Across the 10 parts you've built:

  • A typed, tested CLI scaffold (Part 1)
  • A provider-agnostic LLM wrapper with retries, streaming, structured output, cost tracking (Part 2)
  • A FastAPI service with auth, rate limiting, streaming, and a Dockerfile (Part 3)
  • Embeddings + Qdrant semantic search bolted onto the same service (Part 4)
  • A full RAG pipeline with hybrid retrieval and citations (Part 5)
  • A QLoRA fine-tune of a 4B instruct model on your own dataset (Part 6)
  • AWQ + GGUF quantization with benchmarks (Part 7)
  • A vLLM serving stack with multi-LoRA, prefix caching, and a config-only swap into the RAG (Part 8)
  • A 1.5B distilled student that retains most of the teacher's behaviour (Part 9)
  • A hardened version of the whole stack with metrics, structured logs, deploy-time eval (this part)

Where to Read Next

Key Takeaways

  • Async everywhere.
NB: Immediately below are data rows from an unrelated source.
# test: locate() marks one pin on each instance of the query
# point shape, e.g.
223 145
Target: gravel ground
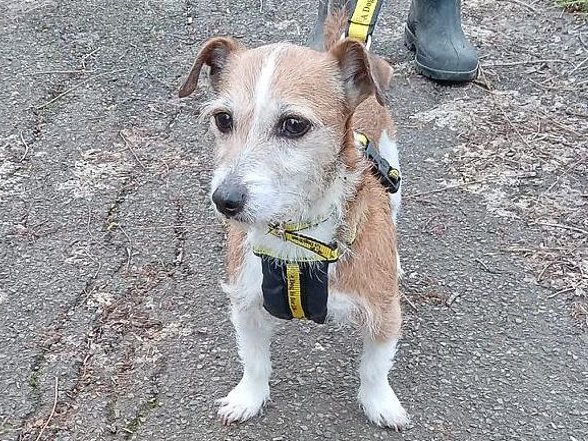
112 323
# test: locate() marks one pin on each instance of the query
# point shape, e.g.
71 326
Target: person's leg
433 31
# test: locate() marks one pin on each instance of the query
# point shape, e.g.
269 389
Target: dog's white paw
242 403
383 408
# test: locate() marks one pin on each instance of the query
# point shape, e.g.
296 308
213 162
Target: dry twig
77 86
52 411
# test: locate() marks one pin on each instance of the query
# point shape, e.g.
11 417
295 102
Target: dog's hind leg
254 331
378 400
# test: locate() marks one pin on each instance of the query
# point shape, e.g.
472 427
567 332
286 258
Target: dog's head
280 116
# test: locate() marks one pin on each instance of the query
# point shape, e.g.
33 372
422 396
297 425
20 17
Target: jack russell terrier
307 176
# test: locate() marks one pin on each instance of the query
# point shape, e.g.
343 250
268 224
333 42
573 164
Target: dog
304 208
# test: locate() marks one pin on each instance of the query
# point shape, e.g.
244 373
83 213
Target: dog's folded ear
363 74
215 53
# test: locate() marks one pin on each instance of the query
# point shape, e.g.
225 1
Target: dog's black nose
230 199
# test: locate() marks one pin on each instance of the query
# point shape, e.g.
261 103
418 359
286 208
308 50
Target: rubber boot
433 31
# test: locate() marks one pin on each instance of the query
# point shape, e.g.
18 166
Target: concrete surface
112 324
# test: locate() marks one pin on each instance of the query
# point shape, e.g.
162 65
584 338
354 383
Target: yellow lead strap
294 295
363 20
325 252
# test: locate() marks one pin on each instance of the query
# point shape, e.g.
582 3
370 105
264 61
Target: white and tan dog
284 118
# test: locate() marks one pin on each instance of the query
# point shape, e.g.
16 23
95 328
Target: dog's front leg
378 400
254 329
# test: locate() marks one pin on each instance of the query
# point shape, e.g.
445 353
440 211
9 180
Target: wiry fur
319 176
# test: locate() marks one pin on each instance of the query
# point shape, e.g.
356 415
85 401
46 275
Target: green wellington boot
433 31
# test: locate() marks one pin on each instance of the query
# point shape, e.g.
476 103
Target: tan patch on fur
369 270
234 252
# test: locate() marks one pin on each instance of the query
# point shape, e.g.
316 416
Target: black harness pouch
295 289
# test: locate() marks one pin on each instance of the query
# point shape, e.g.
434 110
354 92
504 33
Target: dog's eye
294 127
224 121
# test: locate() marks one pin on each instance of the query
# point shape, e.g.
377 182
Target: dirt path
112 324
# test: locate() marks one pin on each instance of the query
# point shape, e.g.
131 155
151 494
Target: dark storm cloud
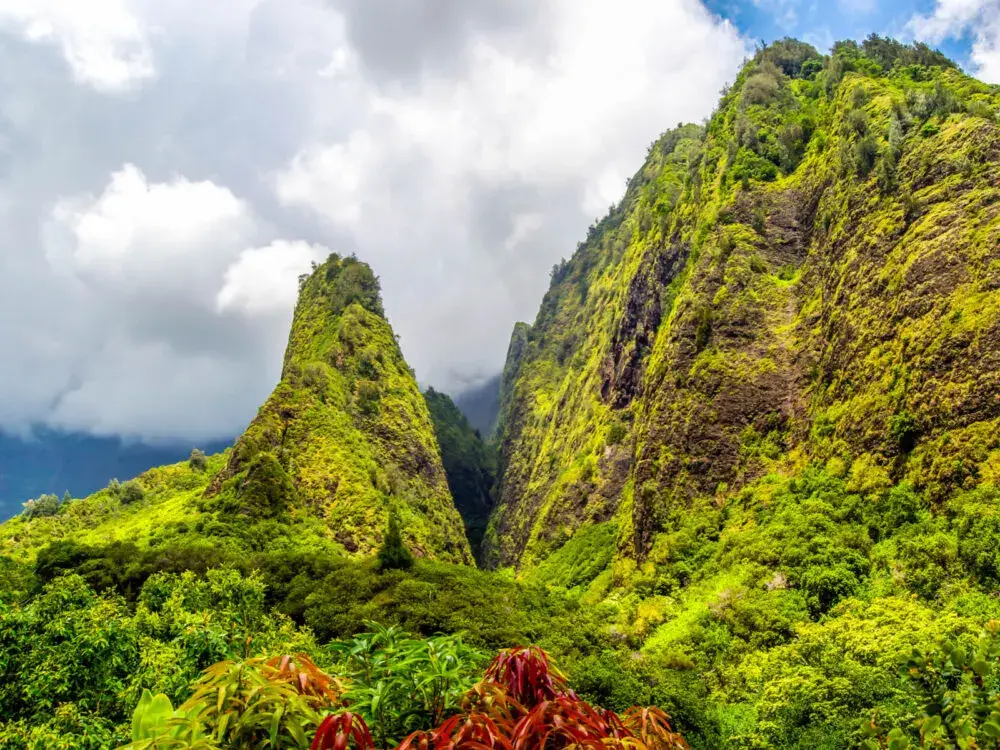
169 167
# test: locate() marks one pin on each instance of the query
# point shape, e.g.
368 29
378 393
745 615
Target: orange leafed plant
343 731
522 703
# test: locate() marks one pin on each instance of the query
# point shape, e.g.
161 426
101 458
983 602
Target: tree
43 505
393 554
197 460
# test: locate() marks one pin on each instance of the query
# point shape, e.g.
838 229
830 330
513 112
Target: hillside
748 472
811 276
344 439
469 463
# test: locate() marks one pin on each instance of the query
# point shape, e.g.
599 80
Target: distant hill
57 462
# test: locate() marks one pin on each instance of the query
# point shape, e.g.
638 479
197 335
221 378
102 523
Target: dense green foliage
469 463
346 435
755 415
749 465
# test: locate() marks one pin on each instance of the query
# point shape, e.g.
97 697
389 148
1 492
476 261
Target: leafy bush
400 684
131 492
41 506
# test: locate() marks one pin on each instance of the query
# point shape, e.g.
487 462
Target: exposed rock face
814 274
469 464
346 431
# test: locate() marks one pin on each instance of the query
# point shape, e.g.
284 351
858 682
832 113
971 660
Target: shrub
41 506
131 492
266 489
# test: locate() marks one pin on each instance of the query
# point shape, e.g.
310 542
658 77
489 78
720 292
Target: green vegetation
346 434
754 415
469 463
749 472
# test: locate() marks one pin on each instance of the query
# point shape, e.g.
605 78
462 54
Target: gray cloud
160 183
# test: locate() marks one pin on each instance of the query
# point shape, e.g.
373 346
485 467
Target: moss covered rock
346 435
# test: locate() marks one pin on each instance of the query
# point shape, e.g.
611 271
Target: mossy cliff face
346 435
813 276
469 464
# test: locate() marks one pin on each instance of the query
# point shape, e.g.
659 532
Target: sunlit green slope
811 276
344 440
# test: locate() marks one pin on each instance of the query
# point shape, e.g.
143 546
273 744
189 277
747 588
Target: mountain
810 277
346 429
469 463
55 462
344 441
481 406
748 471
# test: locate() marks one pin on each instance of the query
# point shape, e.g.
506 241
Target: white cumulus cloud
171 167
104 43
978 19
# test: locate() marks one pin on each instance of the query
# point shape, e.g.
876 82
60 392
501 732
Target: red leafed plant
300 672
342 731
527 676
523 703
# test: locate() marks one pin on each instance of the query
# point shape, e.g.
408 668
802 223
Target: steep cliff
812 275
469 464
345 435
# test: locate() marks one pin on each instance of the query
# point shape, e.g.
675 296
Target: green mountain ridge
344 440
810 276
747 468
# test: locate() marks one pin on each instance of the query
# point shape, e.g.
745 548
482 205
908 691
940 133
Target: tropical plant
398 684
524 703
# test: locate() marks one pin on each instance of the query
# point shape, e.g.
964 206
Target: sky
169 167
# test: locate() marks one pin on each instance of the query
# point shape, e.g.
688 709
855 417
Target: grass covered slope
344 440
346 435
756 416
813 274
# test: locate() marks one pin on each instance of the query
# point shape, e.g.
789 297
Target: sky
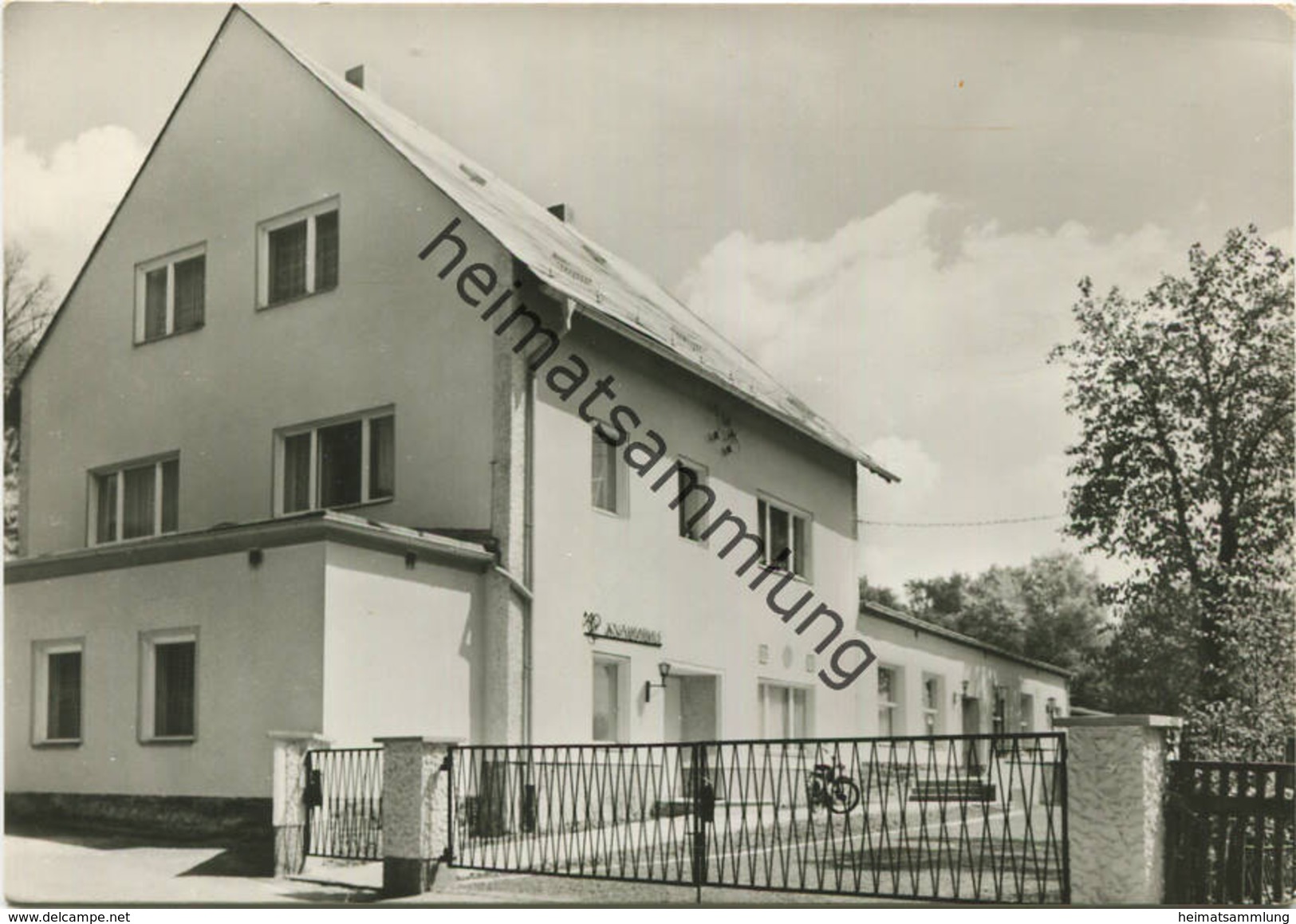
889 207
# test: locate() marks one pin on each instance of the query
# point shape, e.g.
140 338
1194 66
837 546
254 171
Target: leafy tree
1049 609
880 595
1184 470
27 309
937 599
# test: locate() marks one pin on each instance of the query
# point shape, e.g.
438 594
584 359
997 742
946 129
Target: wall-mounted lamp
958 696
664 669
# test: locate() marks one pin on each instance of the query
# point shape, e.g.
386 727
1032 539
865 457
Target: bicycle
829 785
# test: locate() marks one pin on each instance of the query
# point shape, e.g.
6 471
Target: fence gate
968 818
344 804
1230 831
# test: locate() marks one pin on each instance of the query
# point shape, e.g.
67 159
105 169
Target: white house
338 433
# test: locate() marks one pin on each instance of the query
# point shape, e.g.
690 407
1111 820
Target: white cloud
57 205
908 321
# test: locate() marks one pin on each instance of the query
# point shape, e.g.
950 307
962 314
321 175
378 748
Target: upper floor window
607 474
335 463
786 537
888 702
298 253
169 661
135 501
694 503
57 692
170 294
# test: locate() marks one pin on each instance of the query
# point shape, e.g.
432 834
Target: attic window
298 253
170 294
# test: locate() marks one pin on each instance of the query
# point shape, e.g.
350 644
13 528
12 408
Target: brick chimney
363 77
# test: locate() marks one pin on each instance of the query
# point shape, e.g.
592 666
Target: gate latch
314 795
704 805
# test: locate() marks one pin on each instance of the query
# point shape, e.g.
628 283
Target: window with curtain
931 704
171 294
337 463
605 474
888 706
325 250
784 710
692 509
784 536
607 700
174 678
288 262
62 709
191 280
136 501
298 253
1026 713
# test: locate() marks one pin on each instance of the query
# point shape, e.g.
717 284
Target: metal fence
344 799
1230 831
975 818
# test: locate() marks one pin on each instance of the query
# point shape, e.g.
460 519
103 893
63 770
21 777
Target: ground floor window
784 710
169 685
609 677
57 692
1026 713
888 702
931 704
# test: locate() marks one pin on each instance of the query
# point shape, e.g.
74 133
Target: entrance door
972 726
691 710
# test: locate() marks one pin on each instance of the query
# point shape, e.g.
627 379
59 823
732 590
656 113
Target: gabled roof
605 287
910 621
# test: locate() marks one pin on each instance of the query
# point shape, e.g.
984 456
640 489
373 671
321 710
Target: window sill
165 337
358 505
132 540
293 300
170 739
798 578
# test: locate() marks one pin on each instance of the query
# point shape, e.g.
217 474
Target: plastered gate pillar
288 797
415 812
1116 777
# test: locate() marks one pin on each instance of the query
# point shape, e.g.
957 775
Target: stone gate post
1116 777
288 795
415 812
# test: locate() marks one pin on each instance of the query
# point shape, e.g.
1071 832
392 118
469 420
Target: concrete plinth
288 809
415 812
1116 777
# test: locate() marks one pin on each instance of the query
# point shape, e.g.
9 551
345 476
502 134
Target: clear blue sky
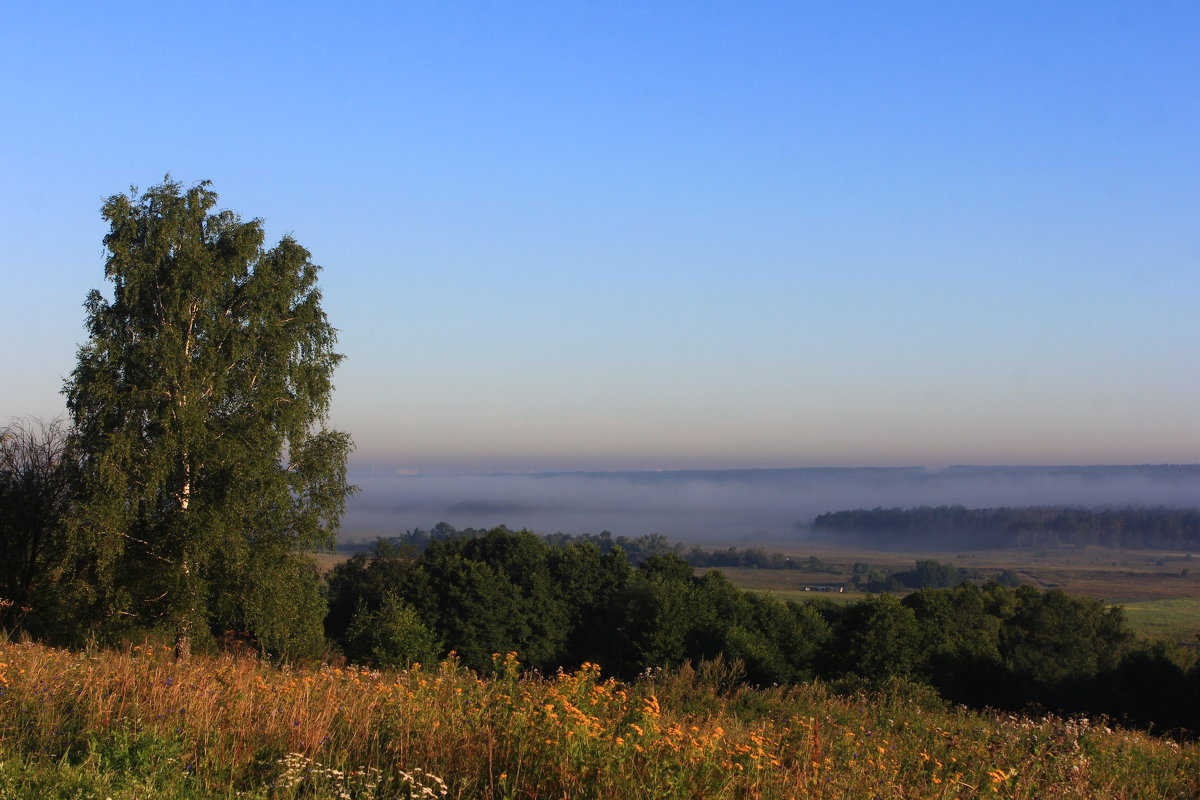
592 235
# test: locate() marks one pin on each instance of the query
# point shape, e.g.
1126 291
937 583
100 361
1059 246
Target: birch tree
199 404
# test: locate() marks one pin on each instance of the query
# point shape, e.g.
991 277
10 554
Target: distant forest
636 548
1038 527
561 606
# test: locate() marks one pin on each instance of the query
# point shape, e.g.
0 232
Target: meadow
137 723
1159 590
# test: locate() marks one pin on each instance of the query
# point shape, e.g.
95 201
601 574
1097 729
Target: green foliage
35 493
198 408
391 636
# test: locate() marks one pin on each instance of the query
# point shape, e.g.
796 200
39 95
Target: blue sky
605 235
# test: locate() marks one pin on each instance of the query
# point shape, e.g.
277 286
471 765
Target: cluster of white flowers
420 783
353 785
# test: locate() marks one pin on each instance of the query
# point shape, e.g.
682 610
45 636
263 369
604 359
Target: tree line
561 606
636 548
196 474
1024 527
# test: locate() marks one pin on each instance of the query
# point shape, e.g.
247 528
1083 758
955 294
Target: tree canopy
198 405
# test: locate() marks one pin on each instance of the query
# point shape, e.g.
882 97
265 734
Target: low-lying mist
733 505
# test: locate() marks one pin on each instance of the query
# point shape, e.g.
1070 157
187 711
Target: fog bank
697 505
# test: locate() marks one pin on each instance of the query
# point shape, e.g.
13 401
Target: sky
655 235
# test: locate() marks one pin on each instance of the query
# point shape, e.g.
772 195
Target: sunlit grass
138 723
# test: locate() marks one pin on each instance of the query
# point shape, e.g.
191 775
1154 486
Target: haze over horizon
625 236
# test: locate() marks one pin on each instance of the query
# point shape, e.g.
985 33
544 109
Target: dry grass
228 727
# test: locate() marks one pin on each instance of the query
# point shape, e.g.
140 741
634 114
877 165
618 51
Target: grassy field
1161 591
137 725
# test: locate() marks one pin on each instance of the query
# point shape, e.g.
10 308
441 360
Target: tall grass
141 725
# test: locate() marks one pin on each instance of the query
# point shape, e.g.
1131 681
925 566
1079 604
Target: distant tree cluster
1127 528
636 548
559 606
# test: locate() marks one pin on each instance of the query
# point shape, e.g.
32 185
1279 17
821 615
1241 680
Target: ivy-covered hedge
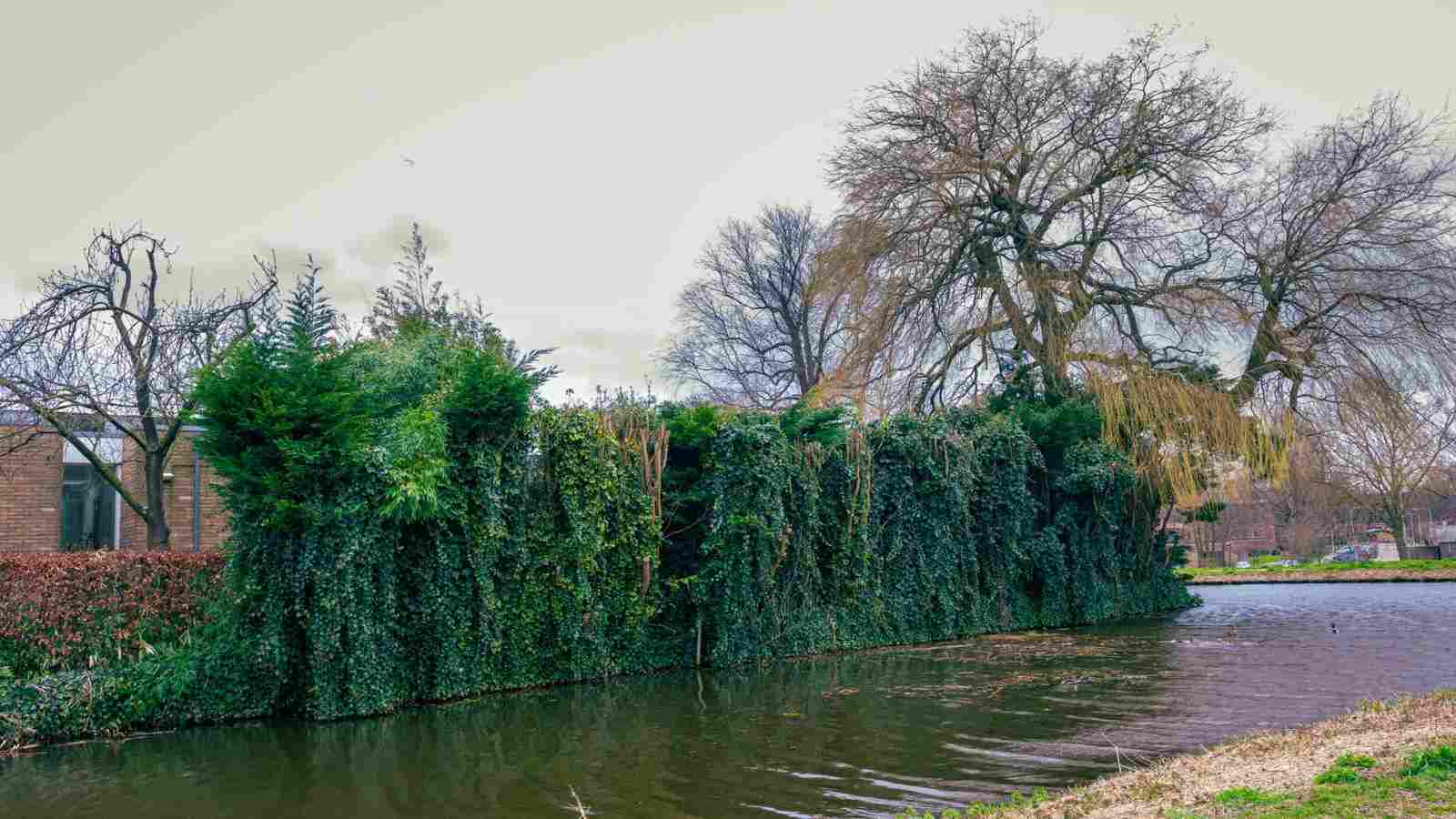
408 528
95 610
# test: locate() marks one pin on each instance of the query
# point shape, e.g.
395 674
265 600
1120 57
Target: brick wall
31 499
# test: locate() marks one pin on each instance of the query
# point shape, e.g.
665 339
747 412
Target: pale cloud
570 159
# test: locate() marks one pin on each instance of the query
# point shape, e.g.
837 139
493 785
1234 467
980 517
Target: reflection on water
861 734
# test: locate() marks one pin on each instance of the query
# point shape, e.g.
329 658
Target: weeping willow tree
1184 436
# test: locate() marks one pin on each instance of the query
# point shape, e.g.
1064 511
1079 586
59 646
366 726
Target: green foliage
1208 511
1249 796
1439 761
921 530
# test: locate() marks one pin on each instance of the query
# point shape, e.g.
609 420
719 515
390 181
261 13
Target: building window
87 509
91 508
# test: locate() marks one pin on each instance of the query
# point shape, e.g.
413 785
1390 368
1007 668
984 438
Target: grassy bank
1365 571
1388 758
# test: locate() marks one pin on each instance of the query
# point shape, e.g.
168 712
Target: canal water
861 734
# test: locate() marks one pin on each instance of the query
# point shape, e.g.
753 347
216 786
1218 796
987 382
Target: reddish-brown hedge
77 611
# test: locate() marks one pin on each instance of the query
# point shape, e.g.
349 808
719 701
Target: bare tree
1127 212
1026 201
106 350
417 300
1346 252
759 329
1390 431
1307 501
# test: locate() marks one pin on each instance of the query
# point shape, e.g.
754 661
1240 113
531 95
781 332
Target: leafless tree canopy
1390 433
1346 252
1132 212
104 349
757 329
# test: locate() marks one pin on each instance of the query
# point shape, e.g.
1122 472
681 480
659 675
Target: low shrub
95 610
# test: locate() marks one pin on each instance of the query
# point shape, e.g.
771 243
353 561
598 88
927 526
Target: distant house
53 499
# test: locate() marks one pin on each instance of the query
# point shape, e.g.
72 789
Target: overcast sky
570 159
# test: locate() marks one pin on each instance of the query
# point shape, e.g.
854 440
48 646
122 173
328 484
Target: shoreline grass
1363 571
1387 758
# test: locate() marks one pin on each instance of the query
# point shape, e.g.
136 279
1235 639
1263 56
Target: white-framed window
91 508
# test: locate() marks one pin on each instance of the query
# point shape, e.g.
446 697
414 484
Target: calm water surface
863 734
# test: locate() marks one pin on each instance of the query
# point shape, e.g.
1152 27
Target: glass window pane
87 509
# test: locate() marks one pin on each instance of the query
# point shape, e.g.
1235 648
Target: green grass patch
1354 761
1353 785
1438 763
1239 797
1390 564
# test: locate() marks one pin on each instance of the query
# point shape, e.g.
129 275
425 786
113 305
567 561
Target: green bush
408 528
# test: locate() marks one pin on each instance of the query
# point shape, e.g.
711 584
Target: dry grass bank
1283 763
1424 570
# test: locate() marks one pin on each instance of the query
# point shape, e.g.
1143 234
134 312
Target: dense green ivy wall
917 531
410 528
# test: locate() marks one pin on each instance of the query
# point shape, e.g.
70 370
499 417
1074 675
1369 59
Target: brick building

LLM workloads are I/O-bound; sync code wastes the easy wins
  • Connection pool the HTTP client. Don't pay TLS handshakes per call
  • Cache at every layer: HTTP, application, embedding, vLLM prefix. The savings compound
  • Rate-limit per key. Add admission control on top to protect the service from itself
  • Make the LLM enriching, not load-bearing, where you can. Failure mode becomes "AI missing" not "site down"
  • Structured logs. Prometheus metrics. Alerts on error rate, latency, and spend
  • Deploy-time eval. Catch regressions before users do
  • One vLLM, one base, many adapters; replicate horizontally before sharding
  • The shipping checklist is more useful than any one trick. Run it before every release

The End

That's the series. You've gone from a CLI that counts words to a self-hosted, fine-tuned, quantized, distilled, RAG-augmented, monitored AI service. Build something with it.